Researchers used data from the Veterans Health Administration to study veterans who served in Afghanistan or Iraq during that period. The veterans also had to be eligible for VHA services, which means the study did not include veterans who were dishonorably discharged because that includes the loss of all VA benefits.

The study found that while 6 percent of the veterans left the military because of misconduct charges, that group made up 26 percent of total homeless veterans at their first VHA encounters. The number increased to 28 percent within a year, falling to 21 percent after five years.

Lead author and Utah State University researcher Jamison Fargo called the results a breakthrough.

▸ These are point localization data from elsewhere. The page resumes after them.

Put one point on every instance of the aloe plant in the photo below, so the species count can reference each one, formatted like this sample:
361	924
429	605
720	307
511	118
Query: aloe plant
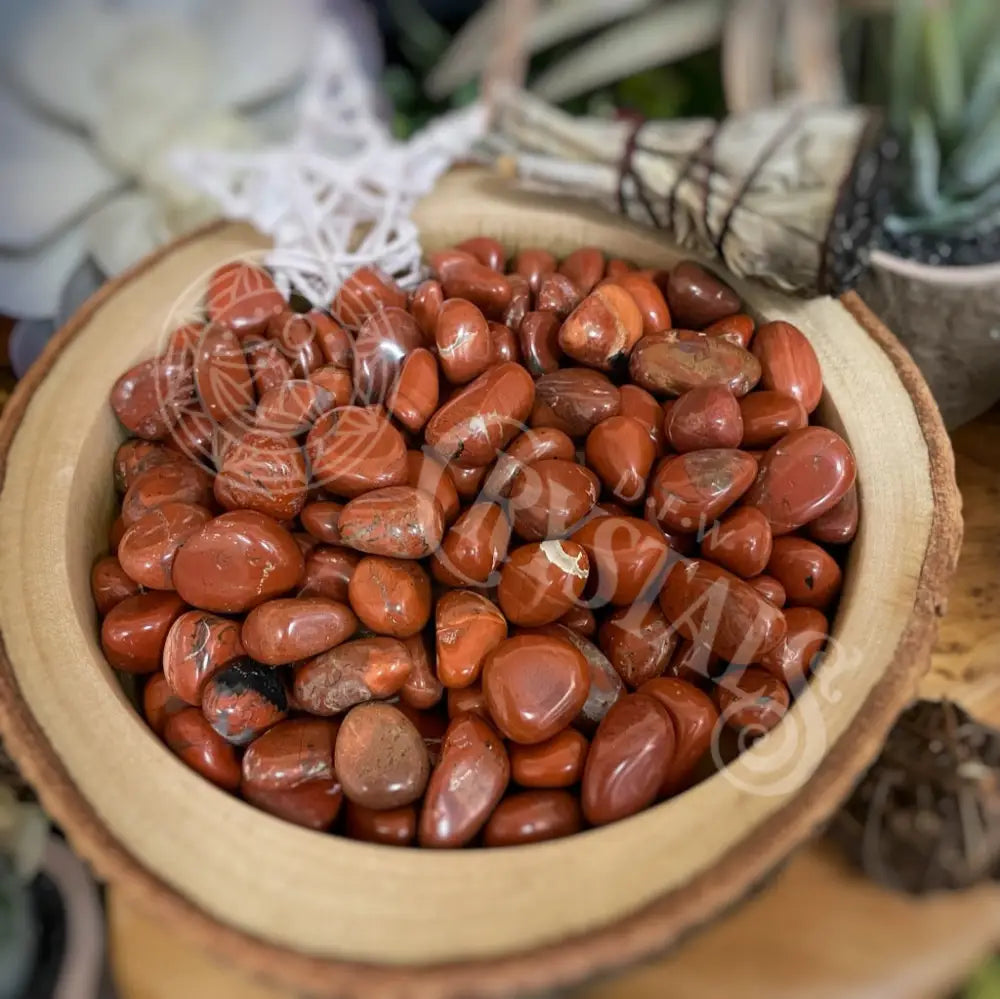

“The key finding was that the risk for homelessness was seven times greater for those with misconduct-related separations,” he said. “This is the strongest predictor of veteran homelessness that we’ve found to date. It’s pretty groundbreaking.”

In the study, veterans were designated as homeless if they received a “lack of housing” code assignment during their VHA visits or if they were participating in a VHA homelessness program.

The DoD uses six separation categories when a military member leaves the service. Those categories include misconduct, disability, early release, disqualified, normal, and other or unknown.

Misconduct, as defined by the DoD, can include drug use, alcoholism and other code-of-conduct offenses and infractions. Substance abuse, Fargo said, was the No. 1 reason for a misconduct-related separation from the military. 

Fargo said he and the study’s co-authors, who included University of Utah researcher Adi Gundlapalli and researchers from the Utah VA Health Care system, assumed homelessness would be higher among veterans with misconduct records.

“But we were surprised at the magnitude of the rates,” Fargo said. Seven percent, he observed, “is pretty significant.”

Fargo said the study’s identification of a dominant risk factor for homelessness should push VA officials to focus resources on veterans who leave the military on misconduct charges. Those individuals should be provided with more intensive case management, education and tracking, he said.

“We don’t even need to create anything new,“ Fargo said. ”We can use already existing VA resources. The tools are already there.“

The USU researcher said it’s important that military members who have made mistakes during their careers are not cast into the shadows and forgotten.

“These are still individuals who served their country to one degree or another,” he said. “You can’t just write people off.”